Produce Makes a Difference for Long Term Weight Loss
Mary MacVean Los Angeles Times
Posted Oct 29, 2012
New research has been tried to figure out what might help
postmenopausal women achieve long-term weight loss. And it turns out
that adding produce to their diet didn't show up as especially
helpful in the short term, but it mattered in the long term.
Researchers didn't find that eating fried chicken was just fine
as long as it came with a side of broccoli. What they found was that
some behaviors are hard to maintain forever, and adding produce
might be easier than avoiding all fried foods for the long haul.
"People are so motivated when they start a weight-loss program.
You can say, 'I'm never going to eat another piece of pie,' and you
see the pounds coming off," Bethany Barone Gibbs, the lead
investigator, said in a statement. "Eating fruits and vegetables may
not make as big a difference in your caloric intake. But that small
change can build up and give you a better long-term result, because
it's not as hard to do as giving up french fries forever."
The study, published in the Journal of the Academy of Nutrition
and Dietetics, looked at overweight postmenopausal women.
Barone Gibbs, an assistant professor at the University of
Pittsburgh department of health and physical activity, said several
factors work against long-term weight loss.
"Not only does motivation decrease after you start losing weight,
there are physiological changes, including a decreased resting
metabolic rate. Appetite-related hormones increase. Researchers
studying the brain are now finding that you have enhanced rewards
and increased motivation to eat when you've lost weight," she says.
A group of 508 women from the Pittsburgh area were divided into
two groups, one of which met regularly with nutritionists, exercise
physiologists and psychologists to reduce fat and caloric intake,
eat more produce and grains and exercise regularly. The second group
was offered some general health seminars.
The researchers looked at what happened after six months and
after four years. At four years, most of the intervention group had
lost some weight, compared with about a third of the other group.

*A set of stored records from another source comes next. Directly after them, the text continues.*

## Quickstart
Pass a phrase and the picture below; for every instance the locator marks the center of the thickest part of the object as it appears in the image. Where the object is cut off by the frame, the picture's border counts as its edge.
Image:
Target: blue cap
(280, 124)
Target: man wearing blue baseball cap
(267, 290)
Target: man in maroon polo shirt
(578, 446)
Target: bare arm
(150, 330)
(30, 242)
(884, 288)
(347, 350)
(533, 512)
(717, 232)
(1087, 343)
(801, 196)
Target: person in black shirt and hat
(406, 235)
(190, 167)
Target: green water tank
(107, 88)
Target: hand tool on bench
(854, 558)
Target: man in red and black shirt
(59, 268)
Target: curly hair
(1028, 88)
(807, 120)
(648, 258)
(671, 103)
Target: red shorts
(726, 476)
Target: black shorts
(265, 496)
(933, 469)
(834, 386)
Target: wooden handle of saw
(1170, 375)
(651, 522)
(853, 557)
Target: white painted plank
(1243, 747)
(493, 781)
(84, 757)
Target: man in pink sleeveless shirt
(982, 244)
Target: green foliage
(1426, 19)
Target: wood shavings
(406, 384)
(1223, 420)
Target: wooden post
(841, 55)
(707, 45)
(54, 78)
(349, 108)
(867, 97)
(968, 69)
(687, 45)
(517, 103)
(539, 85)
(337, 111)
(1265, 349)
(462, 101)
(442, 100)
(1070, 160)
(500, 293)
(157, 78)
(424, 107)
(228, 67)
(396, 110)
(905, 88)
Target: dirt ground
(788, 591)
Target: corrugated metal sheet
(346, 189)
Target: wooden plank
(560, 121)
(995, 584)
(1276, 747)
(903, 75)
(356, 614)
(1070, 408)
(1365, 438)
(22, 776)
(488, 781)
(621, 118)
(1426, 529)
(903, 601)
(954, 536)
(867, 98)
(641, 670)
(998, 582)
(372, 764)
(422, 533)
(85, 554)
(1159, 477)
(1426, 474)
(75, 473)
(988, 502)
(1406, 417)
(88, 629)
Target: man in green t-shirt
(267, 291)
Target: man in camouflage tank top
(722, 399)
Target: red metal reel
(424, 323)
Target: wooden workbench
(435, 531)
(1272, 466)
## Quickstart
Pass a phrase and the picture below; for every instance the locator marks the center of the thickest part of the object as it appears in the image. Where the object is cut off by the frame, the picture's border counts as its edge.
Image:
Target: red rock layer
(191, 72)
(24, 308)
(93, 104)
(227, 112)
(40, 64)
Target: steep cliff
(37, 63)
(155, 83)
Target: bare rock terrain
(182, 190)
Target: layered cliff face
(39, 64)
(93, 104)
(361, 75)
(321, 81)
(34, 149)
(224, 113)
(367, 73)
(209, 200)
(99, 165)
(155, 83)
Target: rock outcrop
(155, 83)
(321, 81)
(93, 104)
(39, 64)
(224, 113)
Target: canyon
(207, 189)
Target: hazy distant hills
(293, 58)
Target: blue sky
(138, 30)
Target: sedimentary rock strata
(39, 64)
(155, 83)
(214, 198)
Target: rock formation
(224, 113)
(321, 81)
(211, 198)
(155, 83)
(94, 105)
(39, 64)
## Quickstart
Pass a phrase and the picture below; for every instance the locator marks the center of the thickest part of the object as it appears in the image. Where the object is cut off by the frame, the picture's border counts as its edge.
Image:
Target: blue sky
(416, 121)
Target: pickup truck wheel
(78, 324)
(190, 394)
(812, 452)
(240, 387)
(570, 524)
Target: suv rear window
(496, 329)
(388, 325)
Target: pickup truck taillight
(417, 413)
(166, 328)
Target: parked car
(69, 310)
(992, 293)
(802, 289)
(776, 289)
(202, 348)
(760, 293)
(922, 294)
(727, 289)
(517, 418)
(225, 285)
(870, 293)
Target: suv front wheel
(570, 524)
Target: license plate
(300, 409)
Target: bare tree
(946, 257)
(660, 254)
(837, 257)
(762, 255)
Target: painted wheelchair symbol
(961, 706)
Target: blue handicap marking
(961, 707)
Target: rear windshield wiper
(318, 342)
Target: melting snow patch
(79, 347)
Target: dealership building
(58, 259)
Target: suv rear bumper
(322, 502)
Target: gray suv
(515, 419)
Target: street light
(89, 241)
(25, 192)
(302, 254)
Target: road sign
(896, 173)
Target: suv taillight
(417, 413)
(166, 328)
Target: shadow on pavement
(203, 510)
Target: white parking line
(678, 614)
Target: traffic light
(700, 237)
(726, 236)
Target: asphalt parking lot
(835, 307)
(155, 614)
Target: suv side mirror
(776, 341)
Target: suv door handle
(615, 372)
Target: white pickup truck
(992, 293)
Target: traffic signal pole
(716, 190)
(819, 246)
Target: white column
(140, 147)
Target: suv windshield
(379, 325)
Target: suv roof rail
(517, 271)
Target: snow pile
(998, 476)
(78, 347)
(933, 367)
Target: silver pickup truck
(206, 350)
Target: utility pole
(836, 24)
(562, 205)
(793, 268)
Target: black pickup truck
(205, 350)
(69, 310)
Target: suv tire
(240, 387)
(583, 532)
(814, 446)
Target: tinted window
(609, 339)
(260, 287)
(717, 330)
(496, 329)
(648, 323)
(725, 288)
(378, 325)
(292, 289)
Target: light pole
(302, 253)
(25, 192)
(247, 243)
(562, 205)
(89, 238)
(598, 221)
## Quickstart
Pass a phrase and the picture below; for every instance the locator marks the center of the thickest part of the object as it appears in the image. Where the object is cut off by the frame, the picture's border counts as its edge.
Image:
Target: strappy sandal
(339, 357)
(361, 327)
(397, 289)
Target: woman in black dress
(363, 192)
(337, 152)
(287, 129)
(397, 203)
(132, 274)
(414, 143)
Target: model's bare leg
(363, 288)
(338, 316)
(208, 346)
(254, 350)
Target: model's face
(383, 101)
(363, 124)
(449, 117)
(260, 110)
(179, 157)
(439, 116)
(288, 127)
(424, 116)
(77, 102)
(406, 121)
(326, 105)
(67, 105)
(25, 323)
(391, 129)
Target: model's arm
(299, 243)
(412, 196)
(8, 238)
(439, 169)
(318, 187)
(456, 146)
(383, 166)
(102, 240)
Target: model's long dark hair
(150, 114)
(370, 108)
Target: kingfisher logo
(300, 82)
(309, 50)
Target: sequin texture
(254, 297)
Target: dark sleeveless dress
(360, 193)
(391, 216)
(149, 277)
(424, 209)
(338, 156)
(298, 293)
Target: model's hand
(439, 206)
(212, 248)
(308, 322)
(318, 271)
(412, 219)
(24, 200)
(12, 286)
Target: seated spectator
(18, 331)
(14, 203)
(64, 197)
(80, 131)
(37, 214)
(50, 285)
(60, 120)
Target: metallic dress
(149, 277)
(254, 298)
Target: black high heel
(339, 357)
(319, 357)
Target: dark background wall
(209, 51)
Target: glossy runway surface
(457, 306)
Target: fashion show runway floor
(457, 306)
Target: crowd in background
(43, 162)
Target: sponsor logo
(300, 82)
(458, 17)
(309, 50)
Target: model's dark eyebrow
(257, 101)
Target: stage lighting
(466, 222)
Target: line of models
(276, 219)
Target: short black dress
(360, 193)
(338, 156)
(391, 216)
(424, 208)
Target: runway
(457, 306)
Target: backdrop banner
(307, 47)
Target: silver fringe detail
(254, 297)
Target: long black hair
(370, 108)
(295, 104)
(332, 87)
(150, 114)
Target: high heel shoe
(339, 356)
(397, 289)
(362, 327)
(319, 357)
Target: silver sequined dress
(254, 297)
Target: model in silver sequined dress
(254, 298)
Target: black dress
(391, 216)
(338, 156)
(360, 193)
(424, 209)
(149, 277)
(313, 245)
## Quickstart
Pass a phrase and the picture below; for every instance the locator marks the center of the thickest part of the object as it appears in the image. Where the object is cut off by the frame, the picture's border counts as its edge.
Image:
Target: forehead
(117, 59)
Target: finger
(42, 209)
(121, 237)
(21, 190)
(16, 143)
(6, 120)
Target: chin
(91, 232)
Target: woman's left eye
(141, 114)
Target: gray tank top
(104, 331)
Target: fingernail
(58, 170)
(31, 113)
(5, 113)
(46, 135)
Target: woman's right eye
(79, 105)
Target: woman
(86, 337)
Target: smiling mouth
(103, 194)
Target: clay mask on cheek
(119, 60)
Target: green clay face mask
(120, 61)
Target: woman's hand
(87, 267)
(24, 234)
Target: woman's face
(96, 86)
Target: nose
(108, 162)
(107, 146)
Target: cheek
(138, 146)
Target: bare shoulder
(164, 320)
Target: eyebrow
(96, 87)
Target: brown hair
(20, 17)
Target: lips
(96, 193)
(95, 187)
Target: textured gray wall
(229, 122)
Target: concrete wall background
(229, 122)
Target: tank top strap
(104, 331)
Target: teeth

Barone Gibbs noted that the women all had wanted to lose weight and
sought help.
For the six-month mark, the researchers found that weight loss
was associated with eating fewer desserts and fried foods, drinking
fewer sugar-sweetened beverages, eating more fish and eating out
less.
At the four-year mark, some of those things still mattered. But
eating more produce and less meat and cheese emerged as important
predictors of long-term weight loss.
"If the goal is to decrease the burden of obesity, the focus must
be on long-term strategies because changes in eating behaviors only
associated with short-term weight loss are likely ineffective and/
or not sustainable," the researchers wrote.